II. IMAGE SEGMENTATION AND MASK R-CNN

As brieﬂy stated in the discussion, Mask R-CNN is an image

segmentation algorithm (neural-net) that can perform object

detection as well as instance segmentation, which is to detect

how many of the same objects are present. Applied to our

project, it will be able to create a bounding box around each

yeast cell, and label differently (as different instances) each

pixels of each yeast cell.
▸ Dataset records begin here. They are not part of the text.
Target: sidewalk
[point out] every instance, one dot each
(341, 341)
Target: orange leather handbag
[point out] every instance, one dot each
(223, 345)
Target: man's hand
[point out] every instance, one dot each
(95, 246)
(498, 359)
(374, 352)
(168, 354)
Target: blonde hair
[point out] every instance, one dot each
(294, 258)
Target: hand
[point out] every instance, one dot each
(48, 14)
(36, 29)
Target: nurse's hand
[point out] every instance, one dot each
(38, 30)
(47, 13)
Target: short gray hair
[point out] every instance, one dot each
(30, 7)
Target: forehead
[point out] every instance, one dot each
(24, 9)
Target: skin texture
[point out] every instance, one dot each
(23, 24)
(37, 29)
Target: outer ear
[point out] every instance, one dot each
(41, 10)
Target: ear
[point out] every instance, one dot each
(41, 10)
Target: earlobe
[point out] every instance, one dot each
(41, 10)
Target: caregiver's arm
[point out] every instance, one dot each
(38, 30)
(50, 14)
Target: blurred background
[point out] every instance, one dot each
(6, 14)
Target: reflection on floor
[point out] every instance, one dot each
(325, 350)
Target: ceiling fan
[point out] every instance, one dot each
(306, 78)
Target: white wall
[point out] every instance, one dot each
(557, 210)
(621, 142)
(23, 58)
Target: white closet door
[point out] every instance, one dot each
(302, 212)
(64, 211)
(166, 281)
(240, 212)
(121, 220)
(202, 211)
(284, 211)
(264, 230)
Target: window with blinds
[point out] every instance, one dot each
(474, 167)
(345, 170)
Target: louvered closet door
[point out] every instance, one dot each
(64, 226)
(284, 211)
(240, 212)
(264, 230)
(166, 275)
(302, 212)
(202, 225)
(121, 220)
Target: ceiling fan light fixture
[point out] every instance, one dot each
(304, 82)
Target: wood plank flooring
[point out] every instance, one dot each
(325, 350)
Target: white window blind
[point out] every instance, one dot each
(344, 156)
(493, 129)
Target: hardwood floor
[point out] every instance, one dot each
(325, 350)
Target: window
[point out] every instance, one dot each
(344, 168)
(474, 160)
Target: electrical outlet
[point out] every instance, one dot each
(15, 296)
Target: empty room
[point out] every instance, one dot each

Instance segmentation is a great asset

for the scope of this laboratory, as it would allow them to track

each cell and analyse them individually.

III. ARCHITECTURE OF THE NEURAL NETWORK

The architecture of Mask R-CNN is an improvement of

its former algorithm named Faster R-CNN. Its structure is

composed of two stages. The former stage, which is highly

similar to Faster R-CNN, is responsible to generate areas in

the image that are prone to contain an object. The latter stage

is responsible for the classiﬁcation of objects. Mask R-CNN

principally adds instance segmentation as well as masks in the

second step.

FIG. 1: General framework of Mask R-CNN algorithm. Adapted from

[1]

A. First stage: Generation of region of interest

As stated above, the ﬁrst stage is designed to propose

regions of interests (RoI). For that, its structure is composed

of two main elements: the backbone and the region proposal

network (RPN). At ﬁrst, the image is processed by a con-

volutional network that will extract a feature map, using a

combination of ResNet-101 and Feature Pyramid Network.

The early layers will detect simple features such as straight

lines or corners, whereas the latter layers will detect more

advanced features such as whole objects. The output is then

fed into the RPN, which scans the feature map over around

200’000 regions (i.e. portions of varying size of the map). For

each region, the RPN predicts in a binary fashion whether it

contains an object (foreground) or nothing (background) and

adds a conﬁdence value. It also computes where in this region

the object would be located. The highest rated regions are

then selected and the bounding box is reshaped to the correct

size using the different regions that overlapped with the same

object. At the end of this ﬁrst stage, we have RoI that are

expected to contain an object and those will be analyzed by

the second stage.

B. Second stage: Classiﬁcation and Masking

The second stage only takes as inputs the RoI and resize

them all to the same shape. The RoI classiﬁer predicts the

class of the object, which in our case is either yeast cell or

background, and reﬁnes again the dimension of the bounding

box. Each RoI are also fed in parallel to the mask branch,

where each instance of object gets a 28x28 pixel mask. The

mask are ﬁnally reshaped in size to match with the original

image size. A representation of the architecture can be seen

in Figure 1.

IV. METHOD

A. Adaptation of the code and early testing

As mentioned in the introduction, we selected Mask R-CNN

based on its results in image segmentation competitions. The

original paper [1] described the architecture and demonstrated

its performance. Upon research, we found a GitHub repository

where a replication of the paper was provided with some

minor changes [2]. The model was well documented, and

already trained for different examples such as the COCO

dataset. The COCO dataset is a publicly available set that was

used in image segmentation competitions. It contains labeled

data containing up to 91 different objects. The repository also

provided some functions to visualize the dataset as well as the

predictions.

After analyzing how the code was constructed, we were

able to use the algorithm with provided weights for the COCO

dataset. Upon testing on different images, we could assess that

the image segmentation worked perfectly ﬁne, it was able to

detect different objects, such as cars, different animals or some

type of food. An example is shown below in Figure 2.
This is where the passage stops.